Predicted valuation of cloud gaming segment by 2024

 

Amazon’s investment in a big-budget game shows that it is a company that reinvests in itself to achieve long-term goals and grow profits, says InvestorPlace writer Louis Navellier. “That’s exactly what Amazon is doing with its gaming division.”

“Amazon Game Studios is still finding its way,” Susan Eustis, president of Wintergreen Research, told Bloomberg in May. But one hit game could offer huge lift and Amazon's 150 million paid Prime members globally could create a particular market advantage, she told the publisher.

 

False starts

Many commentators are less optimistic about the move, however, taking cues from Amazon’s past ventures in the gaming space.

While Crucible is the first big-budget gaming title Amazon has launched, a wave of minor games launched in the past have made very little impact. Motley Fool writer Stephen Lovely says these minor exploits, such as Airport Mania, Lucky’s Escape, To-Fu Fury and The Grand Tour Game were “small-time efforts” made for casual platforms.

In 2018, Amazon even cancelled its biggest game in development at the time — Breakaway — after two years of work.

“Amazon Game Studios is a very strange operation, having existed for years, recruiting top tier talent for…what, exactly? They’ve failed to produce much of anything, and even when they have and the product is decent, it fails to make a mark, like we’re seeing with Crucible now,” Tassi says.
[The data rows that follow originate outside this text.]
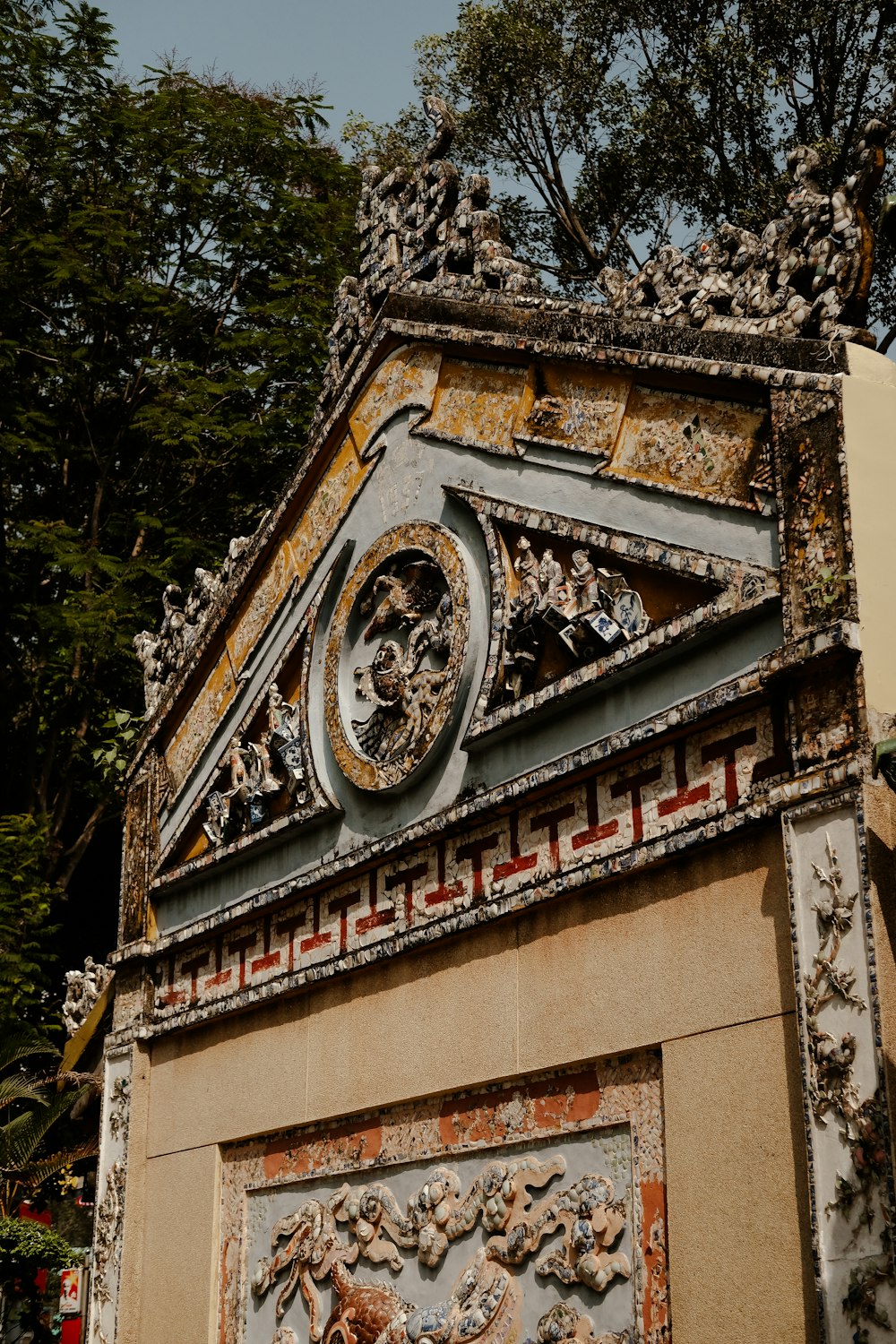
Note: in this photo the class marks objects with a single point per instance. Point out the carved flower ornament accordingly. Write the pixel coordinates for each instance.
(395, 653)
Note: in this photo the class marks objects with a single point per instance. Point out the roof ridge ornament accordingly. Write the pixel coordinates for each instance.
(424, 226)
(809, 273)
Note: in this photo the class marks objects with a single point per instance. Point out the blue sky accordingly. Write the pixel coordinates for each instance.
(362, 51)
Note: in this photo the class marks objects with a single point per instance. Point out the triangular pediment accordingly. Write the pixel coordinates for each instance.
(573, 605)
(452, 459)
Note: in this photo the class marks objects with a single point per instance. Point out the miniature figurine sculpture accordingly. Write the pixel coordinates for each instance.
(164, 655)
(809, 274)
(590, 612)
(255, 774)
(427, 225)
(82, 991)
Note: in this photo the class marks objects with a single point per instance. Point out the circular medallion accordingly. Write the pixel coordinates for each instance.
(395, 653)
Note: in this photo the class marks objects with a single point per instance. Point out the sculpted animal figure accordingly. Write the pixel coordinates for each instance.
(402, 599)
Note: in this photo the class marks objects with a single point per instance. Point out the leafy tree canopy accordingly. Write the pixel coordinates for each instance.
(629, 125)
(168, 255)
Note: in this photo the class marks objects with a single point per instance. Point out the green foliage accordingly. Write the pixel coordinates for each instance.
(27, 1247)
(168, 255)
(630, 125)
(26, 918)
(31, 1113)
(112, 758)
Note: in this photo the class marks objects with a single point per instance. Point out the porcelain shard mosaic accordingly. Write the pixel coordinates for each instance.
(530, 1212)
(527, 854)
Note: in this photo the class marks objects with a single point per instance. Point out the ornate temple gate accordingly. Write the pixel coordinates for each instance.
(505, 937)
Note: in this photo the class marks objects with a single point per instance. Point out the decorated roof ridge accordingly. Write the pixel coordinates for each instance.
(426, 226)
(809, 273)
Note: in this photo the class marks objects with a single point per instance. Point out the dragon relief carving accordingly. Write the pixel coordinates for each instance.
(485, 1298)
(590, 609)
(409, 599)
(402, 691)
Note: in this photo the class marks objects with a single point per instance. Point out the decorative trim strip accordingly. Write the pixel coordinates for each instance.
(844, 1093)
(109, 1218)
(678, 792)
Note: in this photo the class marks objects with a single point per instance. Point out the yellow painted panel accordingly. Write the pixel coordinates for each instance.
(201, 720)
(409, 378)
(478, 405)
(261, 605)
(702, 446)
(324, 511)
(578, 406)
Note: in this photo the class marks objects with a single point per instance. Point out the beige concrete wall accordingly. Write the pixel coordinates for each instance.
(739, 1241)
(869, 429)
(694, 956)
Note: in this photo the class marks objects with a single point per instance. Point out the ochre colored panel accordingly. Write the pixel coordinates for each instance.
(293, 561)
(478, 405)
(234, 1078)
(409, 378)
(180, 1263)
(702, 446)
(325, 508)
(700, 943)
(578, 408)
(202, 719)
(261, 605)
(737, 1193)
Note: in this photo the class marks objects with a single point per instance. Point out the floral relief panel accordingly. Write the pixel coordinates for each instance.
(532, 1211)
“Amazon Game Studios is a very strange operation, having existed for years, recruiting top tier talent for…what, exactly? They’ve failed to produce much of anything, and even when they have and the product is decent, it fails to make a mark, like we’re seeing with Crucible now” - Forbes writer Paul Tassi

 

What the analysts say

For now, analysts tracking Amazon’s share price are divided between those that are sceptical about Amazon’s latest launch, and those that have high hopes for the future. It’s an area that needs more development in order to produce a consistent and meaningful impact on the firm’s share price.

David Cole, founder and CEO of research firm DFC Intelligence recently told CNN Business that he believes Amazon is taking so long to develop these projects it makes them seem dated once they come out.
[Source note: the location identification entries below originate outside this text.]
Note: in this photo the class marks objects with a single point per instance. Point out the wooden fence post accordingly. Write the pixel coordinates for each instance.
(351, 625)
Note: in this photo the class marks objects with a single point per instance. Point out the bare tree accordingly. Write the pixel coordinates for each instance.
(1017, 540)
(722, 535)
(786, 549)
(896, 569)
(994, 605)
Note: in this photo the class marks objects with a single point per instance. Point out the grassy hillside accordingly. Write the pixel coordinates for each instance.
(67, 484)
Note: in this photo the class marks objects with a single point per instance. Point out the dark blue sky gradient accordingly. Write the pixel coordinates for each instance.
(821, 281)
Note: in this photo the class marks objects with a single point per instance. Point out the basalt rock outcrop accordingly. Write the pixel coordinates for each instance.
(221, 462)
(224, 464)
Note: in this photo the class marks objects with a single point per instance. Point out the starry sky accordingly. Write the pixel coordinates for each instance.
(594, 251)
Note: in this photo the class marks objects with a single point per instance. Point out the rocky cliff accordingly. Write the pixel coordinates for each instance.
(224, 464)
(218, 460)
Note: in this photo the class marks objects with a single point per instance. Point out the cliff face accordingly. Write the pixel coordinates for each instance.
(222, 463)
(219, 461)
"These companies are like huge oil tankers that cannot exactly turn on a dime. They make a decision, it takes years to execute, and by the time the product comes out, the market has totally changed direction,” he says.
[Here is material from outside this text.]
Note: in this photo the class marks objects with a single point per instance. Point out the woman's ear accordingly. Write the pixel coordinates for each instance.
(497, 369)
“These companies are like huge oil tankers that cannot exactly turn on a dime. They make a decision, it takes years to execute, and by the time the product comes out, the market has totally changed direction” - David Cole, founder and CEO of research firm DFC Intelligence

 

"Both Crucible and the upcoming New World, which got delayed again, are high-quality titles for three or four years ago.”

Elsewhere, Wedbush analyst Michael Pachter told CNBC: “Games is a hard business, so it makes sense that it takes a while to develop a hit and [it] makes sense that they will tweak their model and headcount as they evolve.”

He continues: “If they can’t compete with Crucible, they’ll try with New World. If that doesn’t work, they’ll try again.”